Opinion
2012-09-20
Ramawtie Ramdhani, South Flora Park, appellant pro se. Eric T. Schneiderman, Attorney General, New York City (Gary Leibowitz of counsel), for respondent.
Ramawtie Ramdhani, South Flora Park, appellant pro se. Eric T. Schneiderman, Attorney General, New York City (Gary Leibowitz of counsel), for respondent.
Before: MERCURE, J.P., SPAIN, KAVANAGH, McCARTHY and EGAN JR., JJ.
Appeal from a decision of the Unemployment Insurance Appeal Board, filed June 1, 2011, which ruled, among other things, that claimant was ineligible to receive unemployment insurance benefits because she was not totally unemployed.
The record demonstrates that claimant began working part time for a vitamin company beginning in 2007. In March 2008, she also began a second job working full time as an office manager for a different employer; however, that employment ended in September 2008 when she was laid off from that position. Thereafter, claimant filed for unemployment insurance benefits and received a handbook advising her, among other things, that she would be ineligible for benefits in any week that she worked four or more days and that she must report all work. Following a hearing, an Administrative Law Judge found her ineligible to receive benefits for the period from April 27, 2009 through September 27, 2009, because, during that time, she “worked at least four days a week” for the vitamin company. The Unemployment Insurance Appeal Board upheld that decision, agreeing that claimant made willful false statements to receive benefits, and imposed a recoverable overpayment as well as a forfeiture penalty. Claimant now appeals.
We affirm. “Whether a claimant is totally unemployed is a question of fact for the Board to resolve and its determination will not be disturbed when supported by substantial evidence” (Matter of Connell [Commissioner of Labor], 82 A.D.3d 1437, 1438, 918 N.Y.S.2d 684 [2011] [citations omitted]; see Matter of Dupey [Commissioner of Labor], 79 A.D.3d 1508, 1508, 915 N.Y.S.2d 326 [2010] ). Here, the proof adduced at the hearing, including claimant's own testimony, established that, during each of the weeks at issue, claimant worked at least four days, thus rendering her ineligible to receive any benefits as clearly set forth in the handbook received by claimant ( see Matter of Umpierre [Commissioner of Labor], 60 A.D.3d 1182, 1183, 875 N.Y.S.2d 323 [2009];Matter of Bessy [Commissioner of Labor], 57 A.D.3d 1048, 1049–1050, 868 N.Y.S.2d 380 [2008] ). Thus, we find no basis to disturb the ruling that she was not totally unemployed during the relevant time period.

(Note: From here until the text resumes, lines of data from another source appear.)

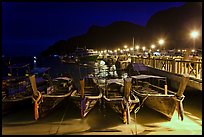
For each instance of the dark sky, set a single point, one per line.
(28, 27)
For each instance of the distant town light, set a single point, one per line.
(161, 42)
(194, 34)
(152, 46)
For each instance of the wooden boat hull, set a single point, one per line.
(88, 58)
(88, 97)
(85, 105)
(119, 97)
(11, 105)
(49, 104)
(153, 92)
(45, 102)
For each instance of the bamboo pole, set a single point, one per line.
(127, 84)
(82, 88)
(34, 85)
(182, 85)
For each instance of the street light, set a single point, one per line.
(194, 35)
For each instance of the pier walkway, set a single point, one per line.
(174, 68)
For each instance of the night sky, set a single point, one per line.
(29, 28)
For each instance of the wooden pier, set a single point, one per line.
(173, 69)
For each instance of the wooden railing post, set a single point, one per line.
(173, 66)
(153, 62)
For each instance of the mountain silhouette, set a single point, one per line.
(174, 25)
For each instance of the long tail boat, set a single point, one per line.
(16, 88)
(118, 94)
(57, 90)
(152, 91)
(88, 95)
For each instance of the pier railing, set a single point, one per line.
(173, 65)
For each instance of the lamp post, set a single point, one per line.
(194, 35)
(161, 42)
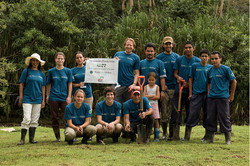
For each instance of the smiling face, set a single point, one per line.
(59, 60)
(79, 59)
(129, 47)
(216, 60)
(34, 63)
(150, 52)
(189, 50)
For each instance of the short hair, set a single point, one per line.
(153, 74)
(79, 52)
(59, 53)
(205, 51)
(189, 42)
(216, 52)
(109, 89)
(79, 91)
(150, 44)
(129, 39)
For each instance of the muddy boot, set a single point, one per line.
(187, 133)
(205, 136)
(176, 132)
(23, 134)
(57, 133)
(228, 138)
(32, 131)
(210, 137)
(171, 132)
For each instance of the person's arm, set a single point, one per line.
(68, 100)
(21, 86)
(43, 94)
(48, 87)
(126, 122)
(233, 87)
(190, 87)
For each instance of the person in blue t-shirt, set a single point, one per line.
(150, 64)
(168, 57)
(78, 117)
(108, 114)
(133, 115)
(219, 77)
(128, 70)
(32, 96)
(182, 69)
(78, 73)
(197, 93)
(59, 91)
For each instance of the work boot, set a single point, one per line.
(171, 132)
(57, 133)
(187, 133)
(176, 132)
(32, 131)
(228, 138)
(205, 136)
(23, 134)
(210, 137)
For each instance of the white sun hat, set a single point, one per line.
(36, 56)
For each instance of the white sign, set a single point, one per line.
(101, 70)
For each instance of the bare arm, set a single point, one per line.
(233, 87)
(21, 86)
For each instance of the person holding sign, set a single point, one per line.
(78, 73)
(128, 70)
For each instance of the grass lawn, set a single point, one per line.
(47, 152)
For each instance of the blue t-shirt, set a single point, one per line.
(77, 115)
(127, 64)
(169, 61)
(154, 65)
(108, 113)
(183, 65)
(219, 79)
(59, 80)
(79, 76)
(199, 75)
(33, 84)
(133, 109)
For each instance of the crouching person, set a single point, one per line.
(78, 117)
(108, 114)
(134, 119)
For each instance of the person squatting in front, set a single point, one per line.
(78, 117)
(133, 116)
(32, 96)
(108, 114)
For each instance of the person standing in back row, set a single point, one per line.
(168, 57)
(59, 91)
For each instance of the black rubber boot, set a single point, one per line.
(32, 131)
(176, 132)
(57, 133)
(171, 132)
(23, 134)
(228, 138)
(187, 133)
(210, 137)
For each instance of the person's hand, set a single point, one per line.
(127, 127)
(20, 102)
(68, 100)
(231, 98)
(43, 105)
(142, 115)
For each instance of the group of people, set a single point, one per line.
(205, 87)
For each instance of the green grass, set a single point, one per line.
(47, 152)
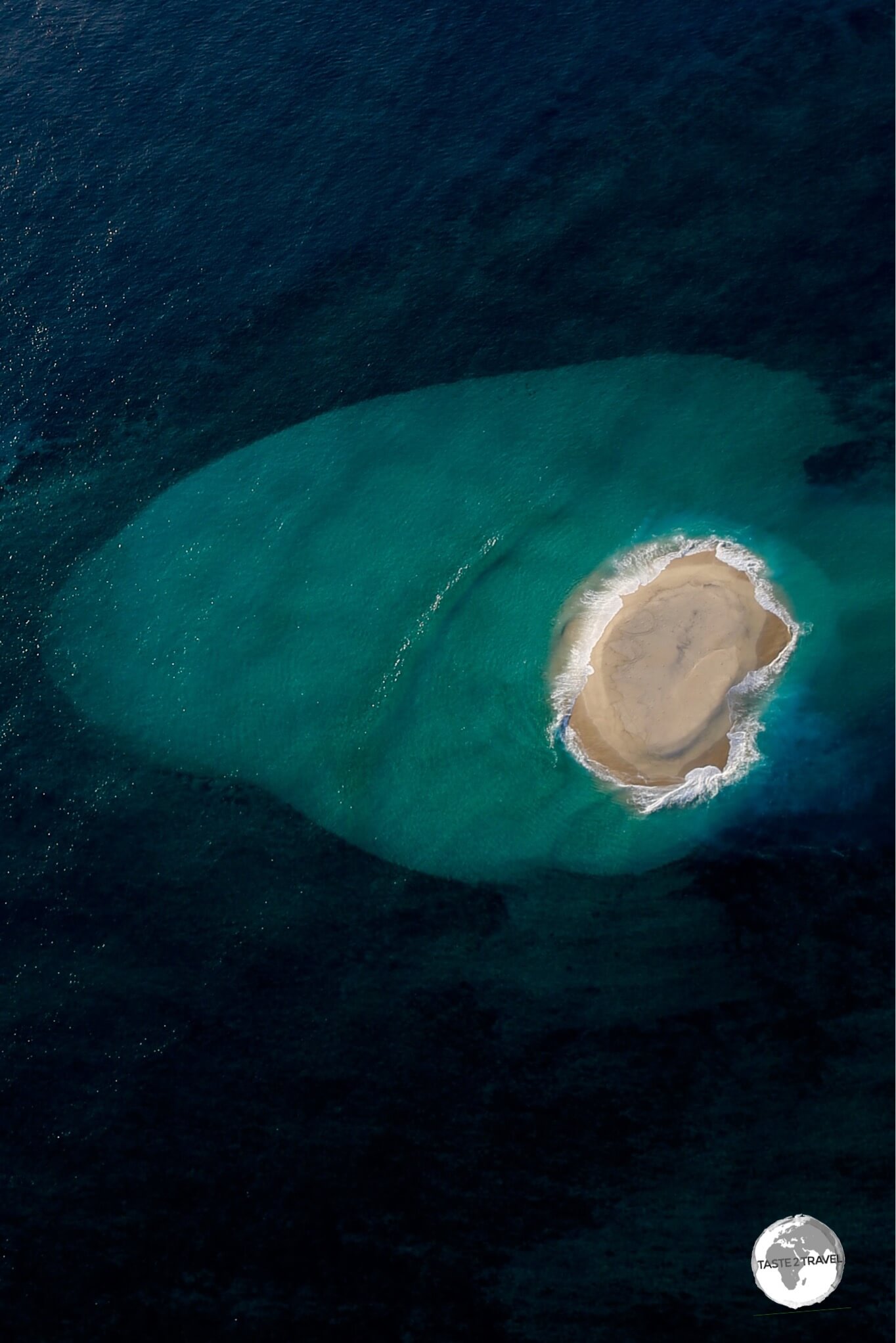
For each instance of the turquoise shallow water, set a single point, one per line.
(357, 613)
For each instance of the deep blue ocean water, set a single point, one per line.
(257, 1081)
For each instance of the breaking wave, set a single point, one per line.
(596, 606)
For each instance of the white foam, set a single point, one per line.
(596, 606)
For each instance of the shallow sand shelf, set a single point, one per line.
(656, 700)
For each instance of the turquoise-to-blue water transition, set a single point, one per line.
(342, 342)
(357, 613)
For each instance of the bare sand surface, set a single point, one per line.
(654, 706)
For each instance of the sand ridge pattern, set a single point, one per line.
(656, 703)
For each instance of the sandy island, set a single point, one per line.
(654, 706)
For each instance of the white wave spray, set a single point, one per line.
(595, 607)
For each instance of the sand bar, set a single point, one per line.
(654, 706)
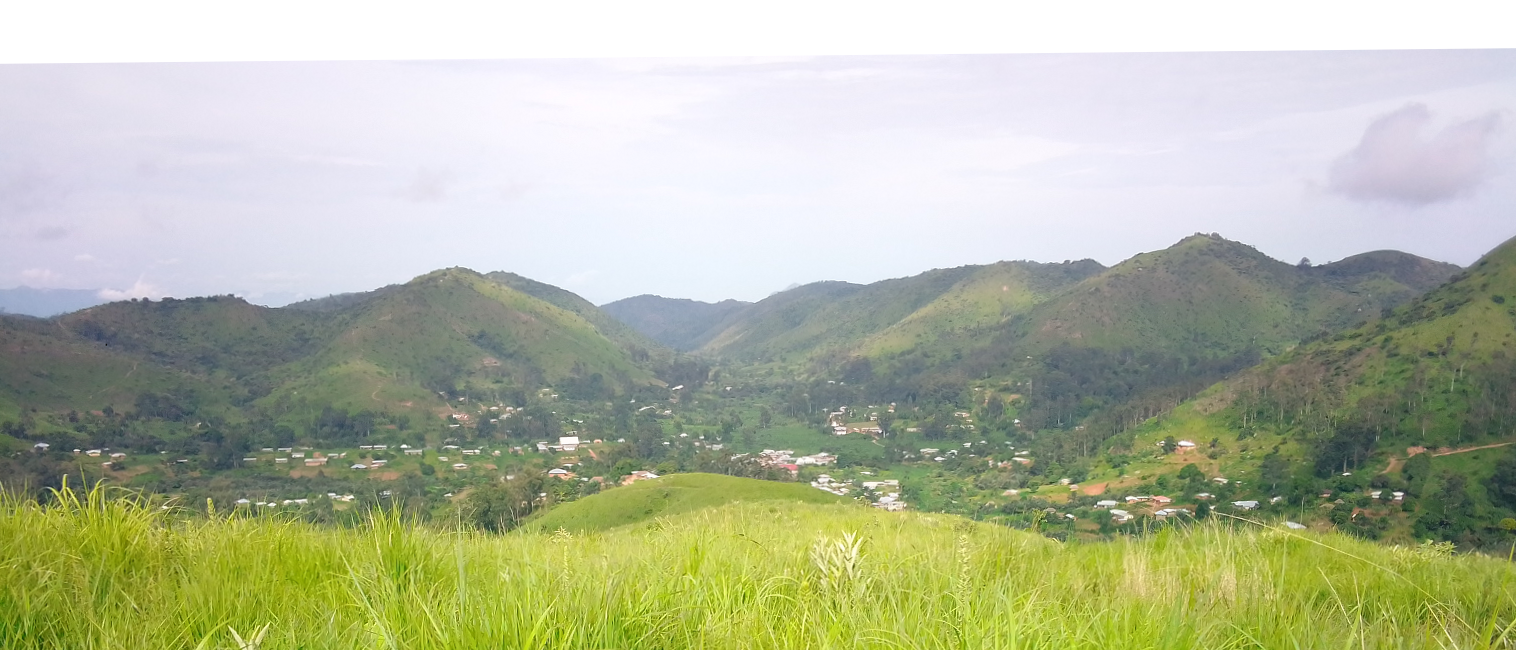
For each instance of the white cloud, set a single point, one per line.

Moreover, there is substantial evidence supporting the finding that claimant made willful misrepresentations during the relevant time period and is subject to a recoverable overpayment of benefits ( see Matter of Bessy [Commissioner of Labor], 57 A.D.3d at 1050, 868 N.Y.S.2d 380). While claimant maintained that she was given inaccurate information concerning her certification obligations during an unemployment insurance orientation, both Department of Labor employees involved testified to the contrary at the hearing, thereby creating a credibility issue for the Board to resolve ( see Matter of Ventura [Commissioner of Labor], 83 A.D.3d 1330, 1331, 921 N.Y.S.2d 692 [2011] ).
ORDERED that the decision is affirmed, without costs.